ALL GLORY TO OUR LORD,
ephraim
Well, if your like most people who go to church then you will ignor her and make her feel worse. If your not like most church goers, you will be her friend and fellowship with her. She has the free will that God gave her and if she wants to go to church it's her call, not her husbands. Her husband also has free will.
Often fear is the reason that spouses oppose involvement. Fear of losing the (wife's) attention and loyalty, fear of being eventually pushed into something beyond their will or wisdom, fear that time is money and time is being spent.
Suggest that she do things to reassure him of her devotion to him. For every time at church, plan a time doing something he enjoys. Change always seems to take twice as much energy as it should... this happens with children too. Resistance is often more about jealousy than beliefs.
If he talks about a time when someone he knew got too involved or caught up in warped teaching, then it's a great time to talk about faith in general. She can even support him in some of the logic, without trying to change how he thinks.
My first thoughts were "How much time is she involved in church activities?" His anger is very understandable if he sees her beliefs taking away his wife.
John
NZ
The worship team puts her at the forefront too, which might make him uncomfortable... squirming through transference of how embarrassed he would feel up front.I think it has to also be the amount of time being involved and I don't know what that is for her, I know what it is for me.
My first thoughts were "How much time is she involved in church activities?"
Depending on the church, praise team would take one evening per week to practice, then all of Sunday morning for practice and 1-2 services.
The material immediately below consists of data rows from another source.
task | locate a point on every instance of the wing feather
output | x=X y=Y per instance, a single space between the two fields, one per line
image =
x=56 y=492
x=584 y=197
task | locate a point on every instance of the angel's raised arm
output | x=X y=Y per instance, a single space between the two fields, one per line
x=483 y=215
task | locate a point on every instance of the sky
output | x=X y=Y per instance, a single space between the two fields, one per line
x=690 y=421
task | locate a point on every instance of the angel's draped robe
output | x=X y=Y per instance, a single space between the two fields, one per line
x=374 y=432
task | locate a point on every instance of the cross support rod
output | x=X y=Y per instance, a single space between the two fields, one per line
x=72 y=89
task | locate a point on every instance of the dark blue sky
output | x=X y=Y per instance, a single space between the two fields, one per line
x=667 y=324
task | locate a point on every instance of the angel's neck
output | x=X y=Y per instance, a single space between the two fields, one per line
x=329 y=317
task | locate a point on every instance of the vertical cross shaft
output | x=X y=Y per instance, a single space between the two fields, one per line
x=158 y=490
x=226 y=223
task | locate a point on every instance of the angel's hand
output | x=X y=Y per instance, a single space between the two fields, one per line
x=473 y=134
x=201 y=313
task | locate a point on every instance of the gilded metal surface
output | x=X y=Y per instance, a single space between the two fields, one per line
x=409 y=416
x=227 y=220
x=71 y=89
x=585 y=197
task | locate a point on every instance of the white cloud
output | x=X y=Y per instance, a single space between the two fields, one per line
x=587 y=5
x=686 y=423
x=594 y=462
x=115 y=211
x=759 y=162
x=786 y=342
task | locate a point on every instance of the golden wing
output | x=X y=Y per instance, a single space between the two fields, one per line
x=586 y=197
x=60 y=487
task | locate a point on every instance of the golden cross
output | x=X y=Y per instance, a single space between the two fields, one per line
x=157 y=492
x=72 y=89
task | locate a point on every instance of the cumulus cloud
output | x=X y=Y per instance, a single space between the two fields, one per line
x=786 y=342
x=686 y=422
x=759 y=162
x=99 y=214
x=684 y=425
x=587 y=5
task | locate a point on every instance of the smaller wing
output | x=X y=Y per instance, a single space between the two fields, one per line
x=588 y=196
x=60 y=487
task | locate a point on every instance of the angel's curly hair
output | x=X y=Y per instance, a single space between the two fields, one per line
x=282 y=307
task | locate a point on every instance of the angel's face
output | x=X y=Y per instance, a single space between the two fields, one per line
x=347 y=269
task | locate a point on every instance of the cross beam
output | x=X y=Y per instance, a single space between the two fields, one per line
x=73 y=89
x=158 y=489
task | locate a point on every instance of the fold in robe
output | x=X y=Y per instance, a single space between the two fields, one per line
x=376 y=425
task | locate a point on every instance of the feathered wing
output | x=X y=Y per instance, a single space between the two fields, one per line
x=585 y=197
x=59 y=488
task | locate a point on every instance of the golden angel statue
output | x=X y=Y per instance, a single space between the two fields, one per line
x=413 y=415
Add to that working and helping out, and he probably is dealing with what he thought marriage was going to be like.She helps out a lot, is on the praise team and is a teacher at my daughter's school and I've known her for some time. Her husband works 2nd shift.
My first thoughts were "How much time is she involved in church activities?" His anger is very understandable if he sees her beliefs taking away his wife.
John
NZ

Be careful -- if she brought it up with you and asked for help, then she might not mind an answer. But if you just overheard it, commenting on solutions might feel very intrusive to her. Or caring... you never know how people will take things until you make a mistake.But one thing I always believed is communication regarding ANYTHING. I'll see if I can ask her about this.